U.S. Retail Sales Drop, Hinting at Shift to Spending on Services Published: 16 June 2021

  • S. retail sales declined in May, after a stimulus-related splurge in the prior two months, suggesting consumers are starting to shift more of their spending to services as the economy reopens. The total value of retail purchases fell 1.3% in May following an upwardly revised 0.9% gain in April, Commerce Department figures showed Tuesday. 

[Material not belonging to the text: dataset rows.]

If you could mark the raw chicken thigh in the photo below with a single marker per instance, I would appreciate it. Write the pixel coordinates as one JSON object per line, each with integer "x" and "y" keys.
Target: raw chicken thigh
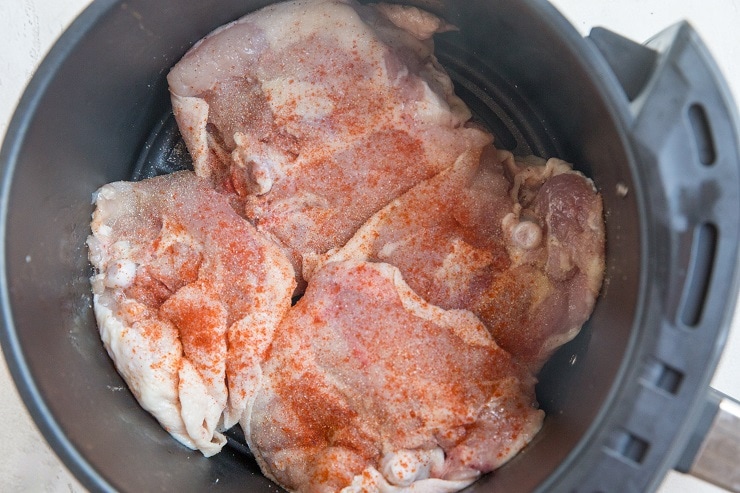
{"x": 187, "y": 295}
{"x": 317, "y": 113}
{"x": 331, "y": 156}
{"x": 370, "y": 388}
{"x": 521, "y": 245}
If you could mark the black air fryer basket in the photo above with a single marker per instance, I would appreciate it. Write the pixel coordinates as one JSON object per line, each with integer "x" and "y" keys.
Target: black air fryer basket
{"x": 653, "y": 125}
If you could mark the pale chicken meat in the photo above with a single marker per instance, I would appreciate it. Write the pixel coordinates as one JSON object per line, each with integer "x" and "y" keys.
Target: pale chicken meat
{"x": 314, "y": 114}
{"x": 370, "y": 388}
{"x": 187, "y": 296}
{"x": 332, "y": 156}
{"x": 519, "y": 244}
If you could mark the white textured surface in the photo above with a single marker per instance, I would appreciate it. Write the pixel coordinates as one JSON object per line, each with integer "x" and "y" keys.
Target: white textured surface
{"x": 28, "y": 28}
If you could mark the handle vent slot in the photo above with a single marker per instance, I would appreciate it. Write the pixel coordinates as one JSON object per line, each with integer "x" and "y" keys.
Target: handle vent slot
{"x": 703, "y": 252}
{"x": 702, "y": 133}
{"x": 663, "y": 377}
{"x": 628, "y": 446}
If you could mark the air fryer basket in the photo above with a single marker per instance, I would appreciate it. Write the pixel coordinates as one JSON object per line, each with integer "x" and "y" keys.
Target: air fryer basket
{"x": 653, "y": 126}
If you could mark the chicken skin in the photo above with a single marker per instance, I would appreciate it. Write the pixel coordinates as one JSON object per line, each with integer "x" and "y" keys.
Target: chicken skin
{"x": 187, "y": 296}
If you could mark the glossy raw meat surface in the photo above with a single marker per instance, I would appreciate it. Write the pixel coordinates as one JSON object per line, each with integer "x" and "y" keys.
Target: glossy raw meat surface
{"x": 316, "y": 114}
{"x": 187, "y": 295}
{"x": 519, "y": 244}
{"x": 370, "y": 388}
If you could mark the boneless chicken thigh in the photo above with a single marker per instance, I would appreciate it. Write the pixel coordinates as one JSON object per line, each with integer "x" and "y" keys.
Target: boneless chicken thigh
{"x": 370, "y": 388}
{"x": 519, "y": 244}
{"x": 187, "y": 296}
{"x": 316, "y": 113}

  • For the last year, demand for goods has been propped up by elevated savings supported by fiscal stimulus, bringing total retail sales well above pre-pandemic levels. The May decline in retail sales suggests that as travel picks up and entertainment venues reopen, spending on goods is starting to moderate. 
  • The total value of retail sales was $620.2 billion in May, well above the almost $526 billion in February 2020, before the pandemic. The sales data precede Wednesday’s conclusion of the Federal Reserve’s two-day policy meeting. 
  • Investors and economists will be watching to see whether the Fed adjusts its outlook for scaling back monetary support as price pressures build and areas of the economy -- like spending -- improve more quickly than expected. 
  • While consumer spending is expected to continue strengthening, the pace will probably moderate as enhanced unemployment benefits expire and stimulus checks are spent. A sustained pickup in inflation may also cause consumers to limit discretionary expenditures.